Colorado cities rebel: Boulder declares itself a sanctuary city, Fort Collins sends climate-change letter to Trump
Today’s news from around the state, Jan. 4, 2017
Defying Donald Trump, Boulder has declared itself a sanctuary city. “It was a largely symbolic gesture, as Boulder already acts as other self-proclaimed sanctuary cities do — that is, it refuses to comply with federal authorities by questioning, detaining or turning over people on the basis of immigration status,” reports The Boulder Daily Camera. “We are sending a message of reassurance to people,” Mayor Suzanne Jones said.
2016 was the second-warmest year on record for the city of Fort Collins, The Coloradoan reports today. And meanwhile, the city of Fort Collins sent a letter to Donald Trump about climate change. Mayor Wade Troxell’s letter, which the paper reports was written with council members, states, “it makes financial, social and environmental sense for us to increase our energy efficiency, diversify our energy portfolio for resilience, reduce waste, capitalize on valuable discarded resources for a circular economy and expand multi-modal transportation options for our workforce and community.”
There have been fighting words in Weld County, and now a lawsuit might come of them. The Greeley Tribune reports today how Weld County Commissioner Sean Conway “filed a notice of claim against his fellow commissioners alleging retaliation and defamation after he said he publicly exposed their violations of Colorado’s open meetings laws and questioned their use of county funds at an emergency training last summer, among other wrongdoings.” The paper reports Conway’s attorney, Jill Gookin of Loveland, “filed the notice of claim with Weld County Attorney Bruce Barker on Tuesday — the day before the commissioners are set to appoint commissioner oversight for county departments and elect a chairperson for the year.”

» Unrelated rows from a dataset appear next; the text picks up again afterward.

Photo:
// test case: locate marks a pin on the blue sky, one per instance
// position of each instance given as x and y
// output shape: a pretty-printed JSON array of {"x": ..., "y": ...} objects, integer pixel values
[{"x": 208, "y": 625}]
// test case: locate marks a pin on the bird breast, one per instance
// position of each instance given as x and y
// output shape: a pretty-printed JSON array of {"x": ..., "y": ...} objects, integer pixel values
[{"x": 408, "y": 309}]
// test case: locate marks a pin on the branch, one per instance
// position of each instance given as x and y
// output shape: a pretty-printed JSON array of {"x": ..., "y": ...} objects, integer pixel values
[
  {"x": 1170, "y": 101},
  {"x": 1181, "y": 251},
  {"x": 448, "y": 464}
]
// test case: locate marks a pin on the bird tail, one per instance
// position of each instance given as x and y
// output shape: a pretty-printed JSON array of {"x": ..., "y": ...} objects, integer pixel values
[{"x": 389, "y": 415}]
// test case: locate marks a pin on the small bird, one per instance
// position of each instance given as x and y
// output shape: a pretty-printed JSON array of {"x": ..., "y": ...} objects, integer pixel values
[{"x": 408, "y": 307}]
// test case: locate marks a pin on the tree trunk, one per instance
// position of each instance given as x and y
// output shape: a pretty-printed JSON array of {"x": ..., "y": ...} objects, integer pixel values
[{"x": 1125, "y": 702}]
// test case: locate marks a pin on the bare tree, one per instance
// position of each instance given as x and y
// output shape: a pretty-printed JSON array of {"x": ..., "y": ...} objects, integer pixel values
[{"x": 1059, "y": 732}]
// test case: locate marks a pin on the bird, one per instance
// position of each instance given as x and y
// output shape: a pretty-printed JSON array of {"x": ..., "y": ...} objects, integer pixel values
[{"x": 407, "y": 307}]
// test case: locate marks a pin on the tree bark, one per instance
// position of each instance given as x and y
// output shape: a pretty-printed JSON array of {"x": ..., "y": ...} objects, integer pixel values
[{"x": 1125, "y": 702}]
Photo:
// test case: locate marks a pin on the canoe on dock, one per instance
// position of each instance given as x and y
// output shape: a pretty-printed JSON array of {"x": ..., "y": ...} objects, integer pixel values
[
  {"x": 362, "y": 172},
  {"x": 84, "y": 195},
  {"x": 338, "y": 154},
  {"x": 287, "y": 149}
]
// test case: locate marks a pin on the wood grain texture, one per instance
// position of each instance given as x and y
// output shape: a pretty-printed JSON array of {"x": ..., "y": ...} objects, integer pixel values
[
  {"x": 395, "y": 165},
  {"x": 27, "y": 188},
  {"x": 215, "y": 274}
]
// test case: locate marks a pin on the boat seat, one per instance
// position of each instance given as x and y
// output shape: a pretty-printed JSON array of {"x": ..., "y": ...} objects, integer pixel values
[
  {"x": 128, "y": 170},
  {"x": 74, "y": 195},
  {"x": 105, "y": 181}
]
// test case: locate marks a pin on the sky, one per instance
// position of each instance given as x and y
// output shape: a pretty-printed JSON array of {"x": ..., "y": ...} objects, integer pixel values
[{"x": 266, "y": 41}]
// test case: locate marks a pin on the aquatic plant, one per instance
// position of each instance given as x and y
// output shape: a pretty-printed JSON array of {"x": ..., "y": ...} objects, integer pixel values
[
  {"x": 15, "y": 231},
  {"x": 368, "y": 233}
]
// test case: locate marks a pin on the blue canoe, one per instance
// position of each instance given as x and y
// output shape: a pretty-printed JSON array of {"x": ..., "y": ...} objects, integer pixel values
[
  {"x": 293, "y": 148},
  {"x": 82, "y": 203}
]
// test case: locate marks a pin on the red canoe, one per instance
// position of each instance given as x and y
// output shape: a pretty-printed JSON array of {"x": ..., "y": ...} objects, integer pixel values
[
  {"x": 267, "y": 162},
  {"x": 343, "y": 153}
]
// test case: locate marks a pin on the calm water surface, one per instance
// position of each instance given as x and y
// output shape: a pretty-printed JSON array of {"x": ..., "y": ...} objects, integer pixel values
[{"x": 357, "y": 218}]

Here’s the money quote from County Commissioner Conway in the paper:
“They are so blinded right now by their anger and rage at me personally for calling them out publicly that they can’t look at this thing objectively. My hope in moving forward is they’ll start to see maybe we need to step back.”
“How do you defend people like that?” That’s a common question public defenders get. But these low-paid legal warriors do it because they are drawn to the mission not the money, as reported by The Glenwood Springs Post-Independent today. “It’s people who really want to do this kind of work. And some people really just love the rush of being a litigator,” Tina Fang, head of the Glenwood Springs Office of the Public Defender, which covers the 9th Judicial District, which includes Garfield, Pitkin and Rio Blanco counties, told the local paper. “Being in a public defender’s office as a lawyer is just about the best way you can go about getting into court litigating.”
The Longmont Times-Call today reports a handful of swastikas carved into a playground and noticed by a lawmaker have been removed. “Police also have been assigned to follow up on the report to determine when the swastikas were carved and by whom,” the paper reports.
Today’s front page of The Grand Junction Daily Sentinel mixes national headlines with local stories. “GOP makes about face in gutting ethics office” and “Ford keeping jobs in US, after Trump tweet” round out the national news while a plan to save water makes the local cut. A “move to pay those in the agricultural community to not plant a portion of their crops is the first time an experiment of its kind has been done in the Grand Valley, and it’s one that could change the way water providers operate in the future to conserve precious resources during drought,” the paper reports.
With the headline “Springs moves against Ark Valley District,” The Pueblo Chieftain brings news that Colorado Springs is “opposing an Arkansas River water district’s request to join a lawsuit that seeks to stop the city from discharging pollutants into Fountain Creek and other tributaries of the river.”
In a classic Colorado headline, a ski area might buy a barn, reports Steamboat Today.
The Loveland Reporter-Herald reports a drawn-out lawsuit involving a Loveland Police Department detective might come to a close. “The lawsuit, initially filed in November 2009, was brought forward by plaintiff Jeremy C. Myers, who sued Koopman and others for allegedly violating his constitutional rights when investigators searched his property near the old sugar factory on North Madison Avenue in September 2007 and arrested him on suspicion of making methamphetamine — the charges were dropped two months later, when the “drugs” found at the site turned out to be sugar products,” the paper reports.
La Plata County is developing regulations for a drone the county bought. “The county must approve regulations before the drones can be used in an official capacity,” reports The Durango Herald. “But because each mission will be different, the draft policy does not account for some situational concerns. An open house to gather public comment on the draft policy is set for next week. For example, as it’s drafted, the policy recognizes that residents’ privacy is paramount and that all missions will comply with relevant privacy laws and regulations, but privacy parameters and data collection methodology will be set project by project.”
The Cañon City Daily Record has the grimmest front page of them all today. “Body found in ditch,” reads a headline above the fold, while “Dive team finds teen’s body in pond,” reads a headline below it.
Republican lawmakers are mulling reforms to the state’s Taxpayer’s Bill of Rights, reports The Gazette in Colorado Springs, the city that birthed the controversial constitutional amendment that restricts state spending.